BARCELONA (Reuters) - Spain is committed to a joint European response to illegal migration, Spanish Prime Minister Pedro Sanchez said in a newspaper interview published on Sunday, hours before EU leaders meet in Brussels for an informal summit on the issue.
Sanchez pushed migration up the agenda shortly after he took office earlier this month by accepting the Aquarius, an NGO boat carrying 629 migrants that was blocked from docking in Italy and Malta, sparking an international crisis over how the EU deals with illegal immigration.
“There cannot be a unilateral response. With the Aquarius we made a gesture of solidarity but a humanitarian crisis is one thing and migration policy another. And that migration policy must have a joint, European response,” Sanchez told El Pais.
The current crisis over migration policy can be traced, in part, back to a lack of European “solidarity” with countries such as Italy that have borne the brunt of illegal immigration, Sanchez said.
On Saturday, a day after the interview was conducted, Sanchez met his French counterpart Emmanuel Macron in Paris, where both leaders showed support for a plan to process asylum applicants in closed centres on European soil.

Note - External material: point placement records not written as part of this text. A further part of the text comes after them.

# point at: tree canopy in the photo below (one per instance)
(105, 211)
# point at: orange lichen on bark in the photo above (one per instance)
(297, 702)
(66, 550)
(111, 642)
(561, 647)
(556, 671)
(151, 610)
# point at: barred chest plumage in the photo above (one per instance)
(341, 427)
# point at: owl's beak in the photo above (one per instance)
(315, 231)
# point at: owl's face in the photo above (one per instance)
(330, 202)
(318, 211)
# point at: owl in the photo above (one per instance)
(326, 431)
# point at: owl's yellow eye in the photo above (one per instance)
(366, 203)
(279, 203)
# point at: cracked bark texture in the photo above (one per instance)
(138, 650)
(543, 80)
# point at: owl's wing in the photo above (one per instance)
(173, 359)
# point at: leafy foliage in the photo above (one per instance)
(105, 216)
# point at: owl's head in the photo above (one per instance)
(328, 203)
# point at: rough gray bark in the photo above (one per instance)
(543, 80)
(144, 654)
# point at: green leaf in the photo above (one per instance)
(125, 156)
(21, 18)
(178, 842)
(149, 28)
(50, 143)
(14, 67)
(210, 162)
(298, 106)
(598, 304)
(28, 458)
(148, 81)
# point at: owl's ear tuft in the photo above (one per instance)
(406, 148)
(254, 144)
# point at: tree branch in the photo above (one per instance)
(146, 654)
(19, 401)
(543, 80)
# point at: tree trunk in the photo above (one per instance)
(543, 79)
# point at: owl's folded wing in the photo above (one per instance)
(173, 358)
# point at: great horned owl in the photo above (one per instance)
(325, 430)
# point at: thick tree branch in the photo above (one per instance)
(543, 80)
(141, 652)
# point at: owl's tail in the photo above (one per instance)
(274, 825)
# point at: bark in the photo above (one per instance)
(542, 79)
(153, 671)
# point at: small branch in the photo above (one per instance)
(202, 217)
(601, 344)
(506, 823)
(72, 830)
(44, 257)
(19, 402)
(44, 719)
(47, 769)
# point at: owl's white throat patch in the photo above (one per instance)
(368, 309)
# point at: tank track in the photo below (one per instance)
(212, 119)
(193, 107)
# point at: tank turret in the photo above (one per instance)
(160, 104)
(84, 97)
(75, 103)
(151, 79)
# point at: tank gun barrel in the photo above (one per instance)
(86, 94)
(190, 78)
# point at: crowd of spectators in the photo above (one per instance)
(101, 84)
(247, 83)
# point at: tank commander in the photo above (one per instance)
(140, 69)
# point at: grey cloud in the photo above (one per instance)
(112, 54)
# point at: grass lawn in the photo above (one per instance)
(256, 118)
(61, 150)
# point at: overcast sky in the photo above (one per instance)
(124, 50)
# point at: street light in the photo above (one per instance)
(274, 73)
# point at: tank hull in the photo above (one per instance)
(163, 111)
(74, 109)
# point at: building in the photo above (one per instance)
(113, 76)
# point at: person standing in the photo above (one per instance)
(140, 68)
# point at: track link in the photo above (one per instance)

Sanchez also outlined his legislative agenda in his first newspaper interview since taking office following a dramatic ouster of conservative former PM Mariano Rajoy.
Sanchez, whose Socialists have only 84 seats in a 350-seat parliament and may struggle to overturn whole legislation passed by the previous government, suggested reforming previous laws and introducing new legislation to protect vulnerable workers.
In particular, he referred to workers in food delivery company Deliveroo and those in the so-called “gig economy”.
Spain would increase social security contributions to fund the struggling pension system, Sanchez said.
Among other policies discussed were a proposal to introduce euthanasia by 2020, measures to tackle the gender pay gap and the removal of the remains of former dictator Francisco Franco from a Civil War memorial site near Madrid.
Sanchez, who is due to meet Catalan leader Quim Torra on July 9, said his administration would seek to reduce tensions with the restive region, following a failed secession attempt last year.
“The times when the government exacerbated problems with Catalonia are over. We need to go step by step, rebuilding confidence and the loyalty which has broken down over the course of years of conflict between Madrid and the Catalan regional government,” he said.
Sanchez said jailed separatist leaders currently awaiting trial in Madrid on charges related to the failed breakaway would be moved to facilities in Catalonia, a key demand of the Catalan pro-independence government. It is not clear when the move could take place.
“My position is that the most reasonable thing would be, once the initial investigation is complete, for [the prisoners] to be moved. The reasonable solution is that the prisoners, and especially those in pre-trial jail, be close to their families and their legal teams,” he said.